PREVENTS team members produced a PSA and an educational video series
DCG’s PREVENTS team members recently completed the production of a professionally produced video series — coming soon to your screens! To learn more about this exciting project, Creative Director Chris Lynch interviewed Taylor Grant and Emily Hawthorne, two graphic designers involved in every phase of the process.
What project are you working on?
E: REACH is the largest national public health campaign dedicated to suicide prevention. As designers on REACH, it’s our job to disseminate critical — though sometimes heavy — information in a way that both educates and engages the general public.

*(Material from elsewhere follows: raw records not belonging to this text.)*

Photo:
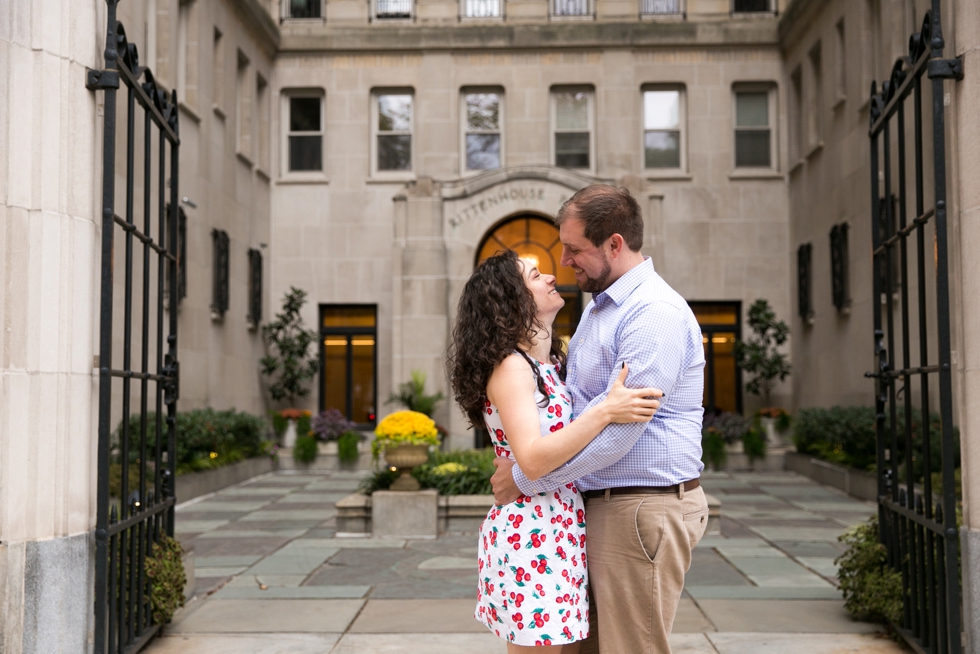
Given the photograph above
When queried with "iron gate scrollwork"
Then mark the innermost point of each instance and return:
(916, 493)
(136, 463)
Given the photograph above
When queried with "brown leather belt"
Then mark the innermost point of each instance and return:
(642, 490)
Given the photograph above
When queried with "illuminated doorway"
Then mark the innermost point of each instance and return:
(536, 238)
(721, 326)
(349, 361)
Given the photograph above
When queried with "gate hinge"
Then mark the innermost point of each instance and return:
(101, 79)
(946, 68)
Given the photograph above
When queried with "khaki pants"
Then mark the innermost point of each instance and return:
(639, 548)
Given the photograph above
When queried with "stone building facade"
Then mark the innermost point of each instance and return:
(372, 152)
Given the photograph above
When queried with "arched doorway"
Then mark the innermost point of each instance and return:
(536, 238)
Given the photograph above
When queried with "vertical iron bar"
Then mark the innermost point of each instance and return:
(144, 359)
(951, 532)
(930, 615)
(161, 276)
(105, 341)
(125, 546)
(172, 336)
(910, 542)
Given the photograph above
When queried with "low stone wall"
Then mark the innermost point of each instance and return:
(457, 514)
(201, 483)
(856, 483)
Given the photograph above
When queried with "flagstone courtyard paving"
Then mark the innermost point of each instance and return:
(273, 577)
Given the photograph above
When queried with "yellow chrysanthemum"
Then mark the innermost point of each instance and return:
(408, 427)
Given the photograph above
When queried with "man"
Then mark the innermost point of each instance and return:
(644, 505)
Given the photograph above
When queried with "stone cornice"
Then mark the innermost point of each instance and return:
(465, 188)
(401, 37)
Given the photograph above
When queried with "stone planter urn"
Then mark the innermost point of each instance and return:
(289, 436)
(774, 437)
(406, 457)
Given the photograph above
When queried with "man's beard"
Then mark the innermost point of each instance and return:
(597, 284)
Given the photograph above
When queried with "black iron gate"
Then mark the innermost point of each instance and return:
(917, 449)
(136, 460)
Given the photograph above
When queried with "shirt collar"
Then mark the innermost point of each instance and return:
(622, 287)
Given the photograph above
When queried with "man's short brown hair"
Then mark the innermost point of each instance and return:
(605, 210)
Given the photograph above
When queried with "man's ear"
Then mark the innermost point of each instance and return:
(616, 245)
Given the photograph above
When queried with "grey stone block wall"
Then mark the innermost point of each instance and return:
(46, 595)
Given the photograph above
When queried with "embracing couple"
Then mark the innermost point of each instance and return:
(611, 433)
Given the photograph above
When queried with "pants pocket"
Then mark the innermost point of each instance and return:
(648, 520)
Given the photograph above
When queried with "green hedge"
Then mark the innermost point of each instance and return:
(206, 438)
(459, 472)
(846, 436)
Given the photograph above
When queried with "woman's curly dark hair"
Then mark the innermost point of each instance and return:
(496, 313)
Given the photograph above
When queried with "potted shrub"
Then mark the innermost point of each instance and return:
(405, 438)
(289, 364)
(331, 425)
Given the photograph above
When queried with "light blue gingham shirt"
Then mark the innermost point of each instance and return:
(641, 320)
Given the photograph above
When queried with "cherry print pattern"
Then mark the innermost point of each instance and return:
(533, 576)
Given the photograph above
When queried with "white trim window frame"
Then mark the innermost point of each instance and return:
(571, 9)
(664, 140)
(481, 9)
(393, 133)
(481, 129)
(754, 124)
(304, 120)
(572, 118)
(392, 10)
(310, 7)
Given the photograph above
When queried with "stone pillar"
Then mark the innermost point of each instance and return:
(49, 242)
(420, 311)
(965, 193)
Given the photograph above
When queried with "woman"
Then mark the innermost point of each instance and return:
(507, 371)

Why did you decide to produce videos?
E: In public health communications, we rely on evidence-based theories to ground our strategies — audiences are more empowered to engage in healthy behaviors when they see characters they relate to demonstrate such behaviors. There are actually many public health experts that help scriptwriters behind the scenes of our favorite TV shows!

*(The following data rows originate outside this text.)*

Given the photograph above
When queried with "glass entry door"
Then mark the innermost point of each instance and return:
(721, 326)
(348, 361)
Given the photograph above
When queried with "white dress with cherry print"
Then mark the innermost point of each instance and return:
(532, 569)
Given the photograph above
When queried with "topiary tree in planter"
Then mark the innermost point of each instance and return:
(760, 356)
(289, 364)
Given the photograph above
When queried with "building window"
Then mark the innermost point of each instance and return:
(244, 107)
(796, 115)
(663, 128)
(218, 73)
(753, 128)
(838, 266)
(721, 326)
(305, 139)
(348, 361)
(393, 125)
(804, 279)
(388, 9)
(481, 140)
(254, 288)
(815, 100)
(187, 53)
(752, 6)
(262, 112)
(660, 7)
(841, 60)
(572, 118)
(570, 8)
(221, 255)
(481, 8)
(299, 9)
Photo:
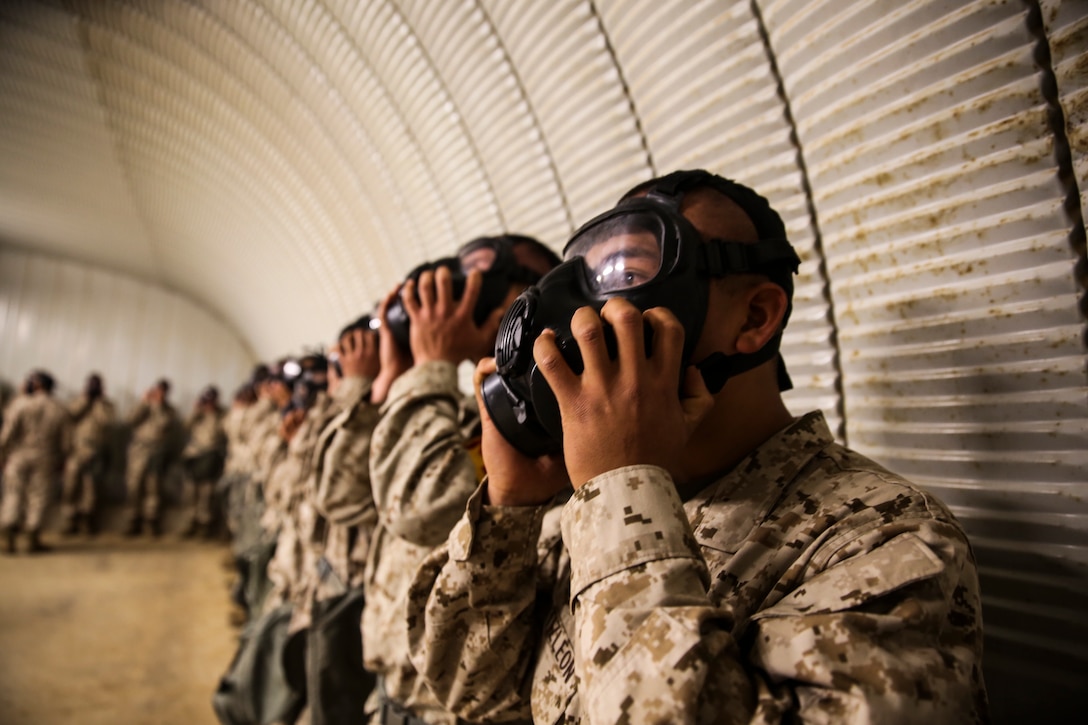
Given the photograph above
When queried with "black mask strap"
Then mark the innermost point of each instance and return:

We know that talking about suicide can be awkward and feel intrusive. However, we also know that when we talk about suicide openly and honestly, we can help prevent suicide. There are so many ways we can REACH out every day, both to people we know may be suffering and those who may appear to be doing okay.
Why is this a unique assignment?
T: DCG has never before completed the production of a video on this large of a scale. The project became even more unconventional with the filming taking place under Covid-19 restrictions!
… but you’re graphic designers — how did working on videos go?
E: Even though we are graphic designers, I think we both consider ourselves artists in general, as well. We each did a little video work when studying art in college, but this was definitely a great opportunity to learn much more. These videos all started with an idea … it has been amazing to see that initial idea come to life now that the videos are complete. Chris, your experience directing and producing videos in the past was really critical in helping us develop the vision and execute all the components.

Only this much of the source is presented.